Issue #2 - Data Cleaning for Neural MT
“Garbage in, Garbage out” - noisy data is a big problem for all machine learning tasks, and MT is no different. By noisy data, we mean bad alignments, poor translations, misspellings, and other inconsistencies in the data used to train the systems. Statistical MT systems are more robust, and can cope with up to 10% noise in the training data without significant impact on translation quality. Thus in many cases more data is better, even if a bit noisy. According to a recent paper (Khayrallah and Koehn. 2018) the same can not be said for Neural MT, which is much more sensitive to noise.
Where is the problem?
Let’s look at their comparison of the impact on the BLEU score of several types of noise in the training data for German into English machine translation.
The most harmful type of noise are segments of the source language copied untranslated into the target, e.g. German aligned with German. With only 5% of this type of noise, the BLEU score drops from 27 points to less than 18, and with 10% of such noise, it drops even further down to 11 points. This issue had also been observed by Ott et al. (2018) in their paper on “Analyzing Uncertainty in Neural Machine Translation”. Other types of noise which are particularly harmful for Neural MT are misaligned sentences (training sentence pairs in which source and target segments do not match), wrong language in the target side of the training sentence pairs (French when it should be English, it’s surprisingly common!), very short segments (2 words), and misordered words. The impact on the Neural MT BLEU score of these types of error is between 0.5 and 0.7 up to 10% of noise, and up to 1 point for 50% of noise.
How can we fix it?
As a consequence, the field of parallel data filtering has regained activity recently. So much so that it will be the subject of its own shared task in the Third Conference on Machine Translation (WMT 2018) and there are several research groups and companies dedicating significant resources to it. For example, the eBay labs recently gave a tutorial on the importance of parallel data filtering and their best practices. They described two methods to filter out misaligned sentences. A simple and quick method based on the score of simple word alignment models, and a more accurate method based on translating the source side of the corpus and comparing this translation to the target side.
As for the other types of noise, filtering very short segment and source segments appearing untranslated in target is relatively straightforward as we can simply match strings of a certain length.

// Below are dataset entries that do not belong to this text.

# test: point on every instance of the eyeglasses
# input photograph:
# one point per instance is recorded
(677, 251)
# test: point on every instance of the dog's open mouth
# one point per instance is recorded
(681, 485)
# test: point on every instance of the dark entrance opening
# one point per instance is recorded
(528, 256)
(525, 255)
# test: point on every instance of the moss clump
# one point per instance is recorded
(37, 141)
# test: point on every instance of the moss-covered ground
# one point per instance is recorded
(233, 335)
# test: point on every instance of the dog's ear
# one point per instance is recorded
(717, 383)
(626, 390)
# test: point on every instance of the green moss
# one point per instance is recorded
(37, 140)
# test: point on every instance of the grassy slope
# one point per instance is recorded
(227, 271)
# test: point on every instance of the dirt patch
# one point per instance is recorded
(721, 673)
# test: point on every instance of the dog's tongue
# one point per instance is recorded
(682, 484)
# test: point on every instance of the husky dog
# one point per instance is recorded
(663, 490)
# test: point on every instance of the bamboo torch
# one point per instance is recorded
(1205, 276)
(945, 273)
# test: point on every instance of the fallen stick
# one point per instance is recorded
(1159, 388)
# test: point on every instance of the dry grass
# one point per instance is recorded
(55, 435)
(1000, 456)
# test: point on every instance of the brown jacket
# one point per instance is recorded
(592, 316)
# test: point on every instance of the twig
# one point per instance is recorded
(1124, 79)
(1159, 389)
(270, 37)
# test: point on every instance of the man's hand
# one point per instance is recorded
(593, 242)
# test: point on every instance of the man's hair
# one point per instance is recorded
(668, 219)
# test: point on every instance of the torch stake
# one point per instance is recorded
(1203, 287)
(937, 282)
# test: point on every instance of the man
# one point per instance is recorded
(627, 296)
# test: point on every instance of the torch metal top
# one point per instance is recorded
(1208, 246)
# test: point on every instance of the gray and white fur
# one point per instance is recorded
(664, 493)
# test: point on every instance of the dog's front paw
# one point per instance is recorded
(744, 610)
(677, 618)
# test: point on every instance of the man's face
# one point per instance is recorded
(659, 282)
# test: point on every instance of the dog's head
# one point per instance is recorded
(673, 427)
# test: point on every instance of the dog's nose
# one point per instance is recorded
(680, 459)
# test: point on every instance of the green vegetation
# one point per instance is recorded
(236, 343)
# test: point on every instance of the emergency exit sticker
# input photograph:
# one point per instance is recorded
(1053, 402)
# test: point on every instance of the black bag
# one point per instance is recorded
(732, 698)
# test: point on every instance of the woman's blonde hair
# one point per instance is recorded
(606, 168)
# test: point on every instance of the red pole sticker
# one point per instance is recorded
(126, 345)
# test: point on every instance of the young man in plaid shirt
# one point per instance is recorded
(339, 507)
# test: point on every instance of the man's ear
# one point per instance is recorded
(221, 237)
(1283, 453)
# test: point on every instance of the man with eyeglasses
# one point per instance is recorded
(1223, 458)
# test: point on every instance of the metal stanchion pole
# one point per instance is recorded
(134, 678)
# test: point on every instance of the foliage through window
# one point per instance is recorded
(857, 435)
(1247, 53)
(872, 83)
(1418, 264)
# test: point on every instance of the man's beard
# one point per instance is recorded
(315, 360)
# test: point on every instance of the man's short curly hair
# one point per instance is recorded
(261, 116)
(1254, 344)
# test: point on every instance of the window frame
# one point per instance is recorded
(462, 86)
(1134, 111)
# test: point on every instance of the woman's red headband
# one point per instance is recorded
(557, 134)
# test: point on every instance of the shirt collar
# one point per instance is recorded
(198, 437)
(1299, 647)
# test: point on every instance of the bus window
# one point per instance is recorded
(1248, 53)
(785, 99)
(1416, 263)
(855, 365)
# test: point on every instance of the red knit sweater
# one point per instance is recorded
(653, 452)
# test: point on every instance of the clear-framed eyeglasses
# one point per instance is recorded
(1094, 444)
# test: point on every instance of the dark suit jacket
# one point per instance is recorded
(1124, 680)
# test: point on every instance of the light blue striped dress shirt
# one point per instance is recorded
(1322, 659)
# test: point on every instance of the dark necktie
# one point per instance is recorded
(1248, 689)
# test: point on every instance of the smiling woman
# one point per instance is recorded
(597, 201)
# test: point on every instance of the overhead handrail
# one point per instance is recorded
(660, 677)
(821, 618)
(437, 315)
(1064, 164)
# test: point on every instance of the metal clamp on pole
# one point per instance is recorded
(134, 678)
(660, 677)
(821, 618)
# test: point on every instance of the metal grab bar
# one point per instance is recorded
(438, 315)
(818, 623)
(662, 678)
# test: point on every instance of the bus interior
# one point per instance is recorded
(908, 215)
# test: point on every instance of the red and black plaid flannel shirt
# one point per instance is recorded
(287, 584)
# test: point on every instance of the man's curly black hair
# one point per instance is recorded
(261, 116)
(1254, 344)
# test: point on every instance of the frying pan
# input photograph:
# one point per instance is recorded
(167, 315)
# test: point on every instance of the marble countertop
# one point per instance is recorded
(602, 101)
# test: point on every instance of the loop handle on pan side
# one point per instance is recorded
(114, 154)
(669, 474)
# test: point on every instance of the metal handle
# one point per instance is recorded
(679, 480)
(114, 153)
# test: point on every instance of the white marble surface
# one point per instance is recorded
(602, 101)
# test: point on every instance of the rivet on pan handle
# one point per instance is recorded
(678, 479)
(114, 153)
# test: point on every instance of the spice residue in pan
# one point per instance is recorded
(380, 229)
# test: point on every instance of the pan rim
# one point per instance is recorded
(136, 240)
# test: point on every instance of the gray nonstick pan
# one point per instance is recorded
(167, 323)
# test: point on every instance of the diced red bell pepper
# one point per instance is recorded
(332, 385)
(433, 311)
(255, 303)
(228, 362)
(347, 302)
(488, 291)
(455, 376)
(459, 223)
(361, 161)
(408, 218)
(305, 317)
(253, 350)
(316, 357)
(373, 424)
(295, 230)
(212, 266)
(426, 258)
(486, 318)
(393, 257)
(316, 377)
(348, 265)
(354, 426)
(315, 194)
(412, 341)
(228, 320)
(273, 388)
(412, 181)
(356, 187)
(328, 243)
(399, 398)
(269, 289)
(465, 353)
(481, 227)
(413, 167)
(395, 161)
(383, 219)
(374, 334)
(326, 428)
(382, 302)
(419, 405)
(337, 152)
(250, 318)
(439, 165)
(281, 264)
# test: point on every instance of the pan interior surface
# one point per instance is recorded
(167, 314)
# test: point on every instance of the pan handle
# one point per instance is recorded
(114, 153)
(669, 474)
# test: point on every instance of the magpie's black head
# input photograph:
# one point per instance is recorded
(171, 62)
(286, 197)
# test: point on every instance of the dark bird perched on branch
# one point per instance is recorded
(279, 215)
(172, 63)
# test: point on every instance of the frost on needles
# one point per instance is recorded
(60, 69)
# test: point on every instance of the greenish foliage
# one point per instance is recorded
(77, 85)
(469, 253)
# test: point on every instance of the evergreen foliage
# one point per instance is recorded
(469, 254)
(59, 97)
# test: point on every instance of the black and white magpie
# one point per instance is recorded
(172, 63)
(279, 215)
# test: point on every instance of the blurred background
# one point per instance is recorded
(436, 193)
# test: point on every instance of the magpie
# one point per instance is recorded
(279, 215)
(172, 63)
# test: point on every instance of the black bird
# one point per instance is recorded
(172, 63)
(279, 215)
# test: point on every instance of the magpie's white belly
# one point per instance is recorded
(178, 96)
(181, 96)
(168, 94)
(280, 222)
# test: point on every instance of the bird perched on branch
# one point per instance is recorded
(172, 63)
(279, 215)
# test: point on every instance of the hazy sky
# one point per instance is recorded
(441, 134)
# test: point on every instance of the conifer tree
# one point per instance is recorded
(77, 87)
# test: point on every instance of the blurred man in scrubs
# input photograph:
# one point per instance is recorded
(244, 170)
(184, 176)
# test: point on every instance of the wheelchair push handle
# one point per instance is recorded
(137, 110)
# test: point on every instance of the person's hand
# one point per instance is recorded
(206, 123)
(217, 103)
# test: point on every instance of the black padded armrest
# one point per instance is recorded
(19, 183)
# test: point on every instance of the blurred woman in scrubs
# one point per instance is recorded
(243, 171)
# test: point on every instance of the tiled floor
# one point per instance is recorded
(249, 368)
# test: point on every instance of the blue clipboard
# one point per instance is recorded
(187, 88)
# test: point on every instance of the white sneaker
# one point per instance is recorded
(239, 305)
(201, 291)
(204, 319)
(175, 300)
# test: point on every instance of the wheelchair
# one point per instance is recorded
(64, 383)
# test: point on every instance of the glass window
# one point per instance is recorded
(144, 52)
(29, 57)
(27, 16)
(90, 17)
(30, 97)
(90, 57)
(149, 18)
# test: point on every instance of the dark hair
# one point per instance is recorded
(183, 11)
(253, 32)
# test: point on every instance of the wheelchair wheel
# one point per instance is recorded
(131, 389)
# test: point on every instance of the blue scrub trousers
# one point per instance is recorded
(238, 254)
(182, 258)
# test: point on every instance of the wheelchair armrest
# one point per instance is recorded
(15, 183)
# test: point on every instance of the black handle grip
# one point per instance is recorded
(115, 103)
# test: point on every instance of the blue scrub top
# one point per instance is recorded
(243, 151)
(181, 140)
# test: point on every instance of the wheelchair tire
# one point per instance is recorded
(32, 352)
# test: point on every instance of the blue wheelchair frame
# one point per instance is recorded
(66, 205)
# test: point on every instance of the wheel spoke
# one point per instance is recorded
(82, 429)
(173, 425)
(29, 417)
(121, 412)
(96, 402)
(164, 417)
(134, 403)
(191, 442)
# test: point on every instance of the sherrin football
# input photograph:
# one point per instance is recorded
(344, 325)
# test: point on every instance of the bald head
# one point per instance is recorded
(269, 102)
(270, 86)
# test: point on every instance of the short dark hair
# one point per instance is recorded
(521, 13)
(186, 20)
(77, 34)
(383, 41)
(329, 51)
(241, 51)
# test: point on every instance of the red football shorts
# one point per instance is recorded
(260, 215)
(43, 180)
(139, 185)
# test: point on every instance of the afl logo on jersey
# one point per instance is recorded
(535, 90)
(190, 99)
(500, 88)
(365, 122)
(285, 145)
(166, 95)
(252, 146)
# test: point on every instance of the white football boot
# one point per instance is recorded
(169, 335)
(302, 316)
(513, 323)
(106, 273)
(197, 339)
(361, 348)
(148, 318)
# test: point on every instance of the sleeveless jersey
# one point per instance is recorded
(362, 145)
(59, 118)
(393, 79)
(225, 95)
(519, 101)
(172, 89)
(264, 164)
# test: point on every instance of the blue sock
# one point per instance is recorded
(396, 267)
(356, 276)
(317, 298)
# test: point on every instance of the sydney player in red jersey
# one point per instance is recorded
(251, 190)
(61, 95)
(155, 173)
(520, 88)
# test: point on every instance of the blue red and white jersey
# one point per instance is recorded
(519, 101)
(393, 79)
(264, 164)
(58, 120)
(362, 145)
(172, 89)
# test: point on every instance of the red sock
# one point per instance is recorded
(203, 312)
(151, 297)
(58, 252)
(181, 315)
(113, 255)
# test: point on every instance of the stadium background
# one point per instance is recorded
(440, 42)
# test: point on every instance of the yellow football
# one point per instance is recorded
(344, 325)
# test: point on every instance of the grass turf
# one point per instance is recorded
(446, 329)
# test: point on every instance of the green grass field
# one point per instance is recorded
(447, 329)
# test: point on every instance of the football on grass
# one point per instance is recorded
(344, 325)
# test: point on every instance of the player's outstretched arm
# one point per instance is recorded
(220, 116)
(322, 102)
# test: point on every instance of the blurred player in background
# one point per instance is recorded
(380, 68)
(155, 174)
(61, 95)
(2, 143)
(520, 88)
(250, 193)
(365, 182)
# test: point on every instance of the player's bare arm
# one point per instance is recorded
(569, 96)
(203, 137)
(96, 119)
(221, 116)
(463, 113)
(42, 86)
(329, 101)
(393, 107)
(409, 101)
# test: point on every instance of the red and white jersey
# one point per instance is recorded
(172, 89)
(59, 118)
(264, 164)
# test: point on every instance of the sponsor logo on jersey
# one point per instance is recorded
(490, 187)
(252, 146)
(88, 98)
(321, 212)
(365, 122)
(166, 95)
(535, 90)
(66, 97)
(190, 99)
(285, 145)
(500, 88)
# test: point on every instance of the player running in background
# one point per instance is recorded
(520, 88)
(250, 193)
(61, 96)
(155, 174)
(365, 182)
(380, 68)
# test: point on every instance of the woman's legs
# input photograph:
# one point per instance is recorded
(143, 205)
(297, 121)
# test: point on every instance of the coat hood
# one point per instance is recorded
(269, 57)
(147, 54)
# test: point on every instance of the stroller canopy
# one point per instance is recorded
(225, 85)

Sentences in the wrong language can be detected by a combination of two approaches: language recognition based on machine learning, and detection of the character set, e.g. if we’re expecting English, there shouldn’t be many/any accented characters, Cyrillic, etc. Misordered words can be detected with machine learning approaches looking at features such as n-grams or language model scores. Recently, some approaches using neural networks themselves were proposed. For example, Tezcan et al. (2017) model n-grams with morpho-syntactic representations of words to detect several types of grammatical errors.